Por qué funciona el maridaje
Este es un maridaje territorial de alta expresión. Al ser un queso seco y graso, un tinto podría amargar la experiencia. En cambio, el vino de uva Forastera Gomera funciona como un guante. Su sorprendente cuerpo y untuosidad igualan la potencia del queso de oveja y cabra. Al mismo tiempo, las notas herbáceos del vino se funden con los aromas de pasto seco del queso, y su final salino potencia el sabor maduro de la leche cruda. Un viaje directo al corazón de la gastronomía gomera.
9. Queso curado de Gran Canaria untado con gofio y vino dulce de Moscatel de Alejandría
El queso
En los municipios de Moya o San Mateo se elaboran quesos de mezcla (vaca, cabra y oveja) de gran tradición. Para esta combinación, elegimos una pieza de larga curación cuya corteza ha sido generosamente cubierta de gofio tostado. El interior es de color oro viejo, de textura firme, con un sabor denso, láctico maduro, notas tostadas de cereal y un toque dulce/amargo muy equilibrado.
El vino ideal
Para hacer frente al gofio y a la madurez de este queso, recurrimos a un vino dulce de Moscatel de Alejandría, muy típico de Lanzarote o del norte de Tenerife. Buscamos un moscatel bien elaborado, que ofrezca aromas exuberantes a flores de azahar, piel de naranja, notas de higos secos y uvas pasas, pero que mantenga una buena acidez para que no resulte empalagoso en el paladar.
Por qué funciona el maridaje
Este es un maridaje de contrastes golosos y texturas. El gofio seco de la corteza y la textura compacta del queso maduro piden a gritos un vino con densidad y azúcar. El vino de Moscatel de Alejandría aporta esa melosidad necesaria, hidratando el paladar y fundiéndose con el sabor a cereal tostado del gofio. Las notas frutales y florales del vino refrescan el final del trago, transformando la potencia del queso viejo en un bocado elegante, equilibrado y lleno de matices tradicionales.

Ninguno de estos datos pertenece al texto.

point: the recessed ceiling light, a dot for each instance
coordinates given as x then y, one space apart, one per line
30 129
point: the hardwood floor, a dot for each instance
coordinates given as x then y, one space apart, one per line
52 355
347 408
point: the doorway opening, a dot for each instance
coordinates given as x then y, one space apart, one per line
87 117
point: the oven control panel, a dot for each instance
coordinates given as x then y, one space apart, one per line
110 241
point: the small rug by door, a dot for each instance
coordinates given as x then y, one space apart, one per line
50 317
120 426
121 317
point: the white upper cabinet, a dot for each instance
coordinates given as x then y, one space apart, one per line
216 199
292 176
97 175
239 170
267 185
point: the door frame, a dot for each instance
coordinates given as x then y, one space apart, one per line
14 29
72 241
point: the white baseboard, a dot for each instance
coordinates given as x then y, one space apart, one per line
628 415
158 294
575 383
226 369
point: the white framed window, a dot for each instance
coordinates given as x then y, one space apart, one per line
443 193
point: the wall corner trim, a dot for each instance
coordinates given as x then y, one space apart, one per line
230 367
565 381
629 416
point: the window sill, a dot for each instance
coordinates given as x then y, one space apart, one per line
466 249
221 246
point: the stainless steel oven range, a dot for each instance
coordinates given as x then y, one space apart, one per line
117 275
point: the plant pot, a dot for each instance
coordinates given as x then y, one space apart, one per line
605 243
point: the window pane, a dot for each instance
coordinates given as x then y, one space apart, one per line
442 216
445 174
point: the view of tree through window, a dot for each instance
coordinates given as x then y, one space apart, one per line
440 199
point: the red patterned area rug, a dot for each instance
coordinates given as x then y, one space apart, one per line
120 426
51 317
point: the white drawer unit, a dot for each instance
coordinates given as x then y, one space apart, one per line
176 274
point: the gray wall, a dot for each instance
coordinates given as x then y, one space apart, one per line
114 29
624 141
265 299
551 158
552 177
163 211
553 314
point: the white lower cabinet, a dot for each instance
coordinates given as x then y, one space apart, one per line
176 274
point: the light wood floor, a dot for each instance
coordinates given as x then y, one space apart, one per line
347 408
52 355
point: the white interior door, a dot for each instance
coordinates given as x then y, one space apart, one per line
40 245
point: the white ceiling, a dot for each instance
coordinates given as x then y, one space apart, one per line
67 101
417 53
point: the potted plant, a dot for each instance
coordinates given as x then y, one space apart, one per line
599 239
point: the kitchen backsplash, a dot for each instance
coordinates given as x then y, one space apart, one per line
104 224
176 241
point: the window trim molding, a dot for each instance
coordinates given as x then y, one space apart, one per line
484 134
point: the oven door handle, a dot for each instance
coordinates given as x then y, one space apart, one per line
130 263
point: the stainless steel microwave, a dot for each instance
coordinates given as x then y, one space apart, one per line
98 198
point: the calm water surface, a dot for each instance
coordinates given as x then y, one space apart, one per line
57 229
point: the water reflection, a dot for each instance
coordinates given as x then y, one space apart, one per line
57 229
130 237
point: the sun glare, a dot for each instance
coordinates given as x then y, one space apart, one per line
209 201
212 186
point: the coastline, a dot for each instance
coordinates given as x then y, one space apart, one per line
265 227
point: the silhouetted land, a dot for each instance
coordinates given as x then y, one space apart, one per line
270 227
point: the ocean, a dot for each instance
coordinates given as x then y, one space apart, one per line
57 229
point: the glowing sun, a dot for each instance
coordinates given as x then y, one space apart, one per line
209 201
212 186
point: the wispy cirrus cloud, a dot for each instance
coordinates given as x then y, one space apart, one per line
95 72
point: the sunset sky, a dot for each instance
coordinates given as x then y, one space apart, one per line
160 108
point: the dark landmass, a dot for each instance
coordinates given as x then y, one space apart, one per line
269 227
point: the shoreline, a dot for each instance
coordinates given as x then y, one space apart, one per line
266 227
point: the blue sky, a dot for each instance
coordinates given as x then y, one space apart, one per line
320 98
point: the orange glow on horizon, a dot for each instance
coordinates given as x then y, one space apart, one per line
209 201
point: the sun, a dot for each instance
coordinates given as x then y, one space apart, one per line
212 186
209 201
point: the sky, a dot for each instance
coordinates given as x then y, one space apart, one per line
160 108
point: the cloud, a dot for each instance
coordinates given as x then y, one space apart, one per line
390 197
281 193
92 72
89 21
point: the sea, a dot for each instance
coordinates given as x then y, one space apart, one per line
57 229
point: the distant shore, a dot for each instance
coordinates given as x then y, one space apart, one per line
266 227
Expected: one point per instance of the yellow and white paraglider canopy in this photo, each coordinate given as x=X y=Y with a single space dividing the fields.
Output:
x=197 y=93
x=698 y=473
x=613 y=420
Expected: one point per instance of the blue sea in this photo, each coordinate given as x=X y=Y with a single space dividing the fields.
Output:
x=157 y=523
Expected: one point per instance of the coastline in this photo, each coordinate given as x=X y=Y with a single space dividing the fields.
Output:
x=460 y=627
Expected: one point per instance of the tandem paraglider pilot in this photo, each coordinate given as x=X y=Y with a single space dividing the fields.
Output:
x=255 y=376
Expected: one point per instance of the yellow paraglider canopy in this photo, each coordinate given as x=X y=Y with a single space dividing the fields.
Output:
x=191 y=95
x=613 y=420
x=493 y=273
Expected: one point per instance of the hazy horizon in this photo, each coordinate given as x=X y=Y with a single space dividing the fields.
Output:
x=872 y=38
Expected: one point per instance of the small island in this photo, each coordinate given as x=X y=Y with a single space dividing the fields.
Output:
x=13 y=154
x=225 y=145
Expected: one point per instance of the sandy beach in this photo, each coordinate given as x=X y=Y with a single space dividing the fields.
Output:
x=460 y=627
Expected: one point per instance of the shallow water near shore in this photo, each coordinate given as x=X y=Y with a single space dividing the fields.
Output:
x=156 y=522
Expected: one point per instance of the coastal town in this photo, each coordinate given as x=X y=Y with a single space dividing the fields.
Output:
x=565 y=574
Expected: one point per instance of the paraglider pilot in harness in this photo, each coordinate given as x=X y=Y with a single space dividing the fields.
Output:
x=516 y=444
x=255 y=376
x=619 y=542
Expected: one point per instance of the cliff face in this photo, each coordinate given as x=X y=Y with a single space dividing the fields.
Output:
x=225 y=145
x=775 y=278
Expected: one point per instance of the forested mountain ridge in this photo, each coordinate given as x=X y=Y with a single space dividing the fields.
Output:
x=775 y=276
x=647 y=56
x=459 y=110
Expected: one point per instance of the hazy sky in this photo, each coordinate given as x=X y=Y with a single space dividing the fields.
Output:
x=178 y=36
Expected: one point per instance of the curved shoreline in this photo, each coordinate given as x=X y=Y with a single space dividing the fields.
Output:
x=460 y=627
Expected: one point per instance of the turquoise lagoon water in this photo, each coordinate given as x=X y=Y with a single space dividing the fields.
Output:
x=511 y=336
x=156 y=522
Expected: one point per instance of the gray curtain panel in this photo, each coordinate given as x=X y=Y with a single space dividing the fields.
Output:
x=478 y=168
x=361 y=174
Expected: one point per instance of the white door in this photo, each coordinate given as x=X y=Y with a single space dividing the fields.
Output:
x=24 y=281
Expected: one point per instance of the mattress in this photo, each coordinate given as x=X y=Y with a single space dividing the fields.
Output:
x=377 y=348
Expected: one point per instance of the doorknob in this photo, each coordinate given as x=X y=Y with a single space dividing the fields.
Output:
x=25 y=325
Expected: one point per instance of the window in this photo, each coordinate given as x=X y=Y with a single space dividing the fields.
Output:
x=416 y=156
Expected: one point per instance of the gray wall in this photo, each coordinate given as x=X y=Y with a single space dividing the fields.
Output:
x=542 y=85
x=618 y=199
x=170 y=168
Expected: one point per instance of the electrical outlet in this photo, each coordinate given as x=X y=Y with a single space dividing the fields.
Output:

10. Queso de cabra semicurado con pimentón de Tenerife y vino rosado de Listán Negro
El queso
Terminamos nuestro recorrido de vuelta en Tenerife. Este queso semicurado de cabra destaca por su equilibrio. Pasa el tiempo justo madurando para mantener cierta elasticidad pero ganando un sabor láctico profundo. Su exterior se cubre con pimentón canario, ofreciendo aromas terrosos y un fondo especiado muy sutil que no resulta invasivo, dejando que la calidad de la leche de cabra siga siendo la protagonista en cada bocado.
El vino ideal
Para cerrar la lista, elegimos un vino rosado afrutado elaborado con la variedad Listán Negro (DOP Ycoden-Daute-Isora o DOP Valle de la Orotava). Los rosados canarios son únicos: tienen un precioso color frambuesa, aromas muy vivos a fresas, frutas rojas y un fondo mineral sutil que delata su origen volcánico, acompañados de una acidez vibrante.
Por qué funciona el maridaje
Este es un maridaje por armonía cromática y frescura. El pimentón de la corteza y el color del vino rosado ya nos avisan de que se van a llevar bien. En la boca, las notas de fruta roja del vino suavizan el toque terroso del pimentón. Además, la frescura y juventud de este rosado compensan de manera ideal la grasa del queso semicurado. Es una combinación alegre, ligera y muy equilibrada, ideal para disfrutar a media tarde de cara al mar.